Melihat jalur sepeda beserta infrastruktur pendukungnya seperti tempat parkir sepeda di Jakarta, terkadang muncul pertanyaan menggelitik. Apa tidak sayang fasilitas itu justru tidak dinikmati dengan semestinya?
Apa pasal?
Faktanya, masyarakat awam pun bisa melihat bahwa lebih banyak kendaraan lain, seperti sepeda motor, yang lebih sering mengakuisisi jalur sepeda di Jakarta.
Kalaupun ada sepeda lewat, sepertinya kok lebih banyak terlihat sepeda yang membawa termos air panas beserta rencengan sachet kopi. Sepeda itu populer disebut dengan "starling" atau starbucks keliling.
Berdasarkan pengamatan, pesepeda di Jakarta kini tak sebanyak saat pandemi 2-3 tahun lalu.
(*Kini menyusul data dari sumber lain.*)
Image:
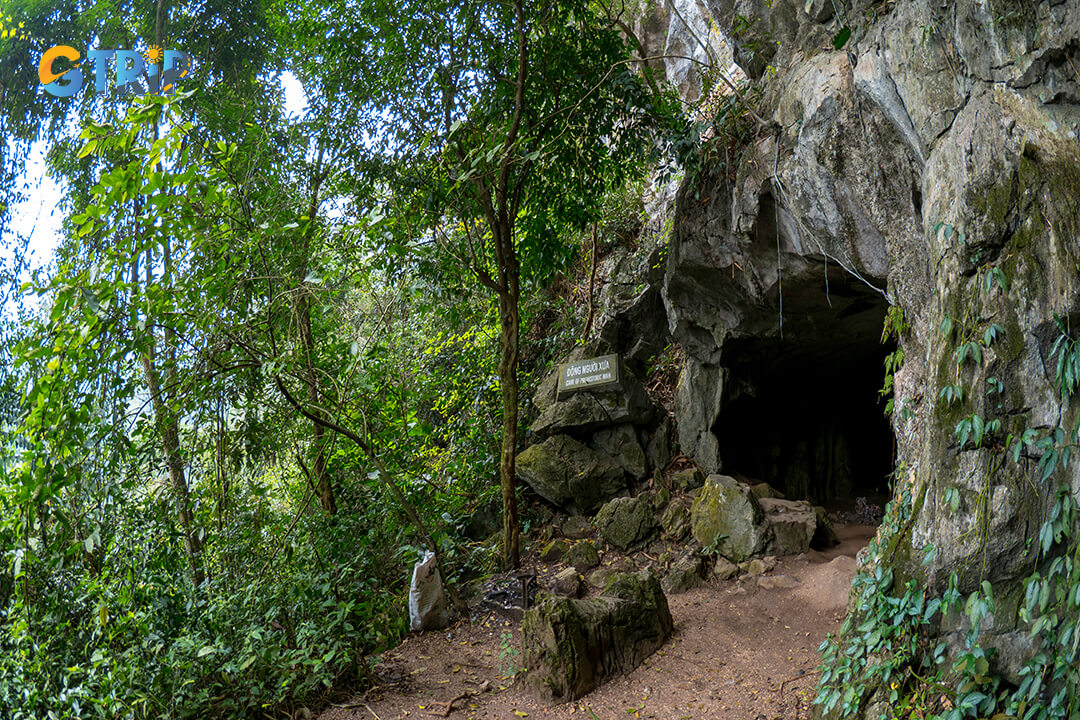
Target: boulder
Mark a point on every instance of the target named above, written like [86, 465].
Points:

Saat itu sepeda sedang ngetren, di samping memenuhi gaya hidup juga dianggap sebagai olah raga yang menyenangkan dan menyehatkan di tengah pandemi.
Banyak pengamat dan juga pemangku kebijakan yang berpendapat bahwa jalur sepeda akan memberikan manfaat, termasuk dalam hal sistem transportasi yang kian terkoneksi.
Namun, teori di atas kertas tentu berbeda dengan fakta di lapangan. Menggerakkan masyarakat untuk bersepeda, faktornya kompleks dan tak semudah yang dibayangkan.
Ini soal budaya, kebiasaan, kenyamanan, hingga menyentuh pula soal gengsi. Masih ada kok yang enggan bersepeda gara-gara sepedanya tak semahal milik orang lain, dan juga outfitnya tentu saja.
Jakarta sebagai kota metropolitan seolah terlambat membangun dan menata jalur sepeda. Jakarta sudah terlalu padat orang bercampur dengan segala kebisingannya.